We discretize the PDE system in time using the RK4 integrator, and implement a little helper function mpc_sim to perform the simulation for us. In the main simulation loop, we call the low-level function MPC.optimize!, which requires us to handle the operating point manually, we thus adjust the state using the operating point op before calling MPC.optimize!. The matrix Tr is used to map the state from the full-order model to the reduced-order model.

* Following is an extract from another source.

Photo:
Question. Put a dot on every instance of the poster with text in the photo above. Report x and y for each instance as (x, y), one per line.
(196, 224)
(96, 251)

function mpc_sim(f_oop; T = 100, Ts, p, op)
    discrete_dynamics = MPC.rk4(f_oop, Ts, supersample=20)
    X = [x0]
    U = []
    Ymiddle = [] # Keep track of the same outputs as we plotted above
    D = zeros(nd, nd)
    for i = 1:T
        t = (i-1)*Ts
        x = X[end]
        Δx = Tr*x - op.x # Since we call the low-level function optimize! directly, we manually adjust for the operating point
        co = MPC.optimize!(prob, Δx, p, t; verbose=false)
        Δu = co.u[1]
        u = Δu + op.u
        xp = discrete_dynamics(x, u, p, t)
        D[2:end-1, 2:end-1] .= reshape(x, nd-2, nd-2)
        push!(X, xp)
        push!(U, u)
        push!(Ymiddle, D[xind, yinds])
    end
    range(0, step=Ts, length=T), X, U, Ymiddle
end

tmpc, X, U, Ymiddle = mpc_sim(f_oop; T = 100, Ts, p, op)

figsol = plot(sol_control.t, sol_control[u(t,x,y)][:, xind, yinds], c=1, lab="Controlled")
plot!(sol_nocontrol.t, sol_nocontrol[u(t,x,y)][:, xind, yinds], c=2, lab="Uncontrolled")
plot!(figsol, tmpc, reduce(hcat, Ymiddle)', lab="MPC", c=3)
hline!(ref', l=(:black, :dash, 0.2), lab="References")
figu = plot(tmpc, reduce(hcat, U)', lab="u")

plot(figsol, figu)

We see that the MPC controller behaves similar to the LQR controller, but respects the input constraints that we imposed. In this case, the reduced order model has

rsys.nx

4

state variables, while the full-order model has

lsys.nx

576

Solving the MPC problem with the full-order model is thus significantly more expensive than solving it with the reduced-order model, but the results are almost identical.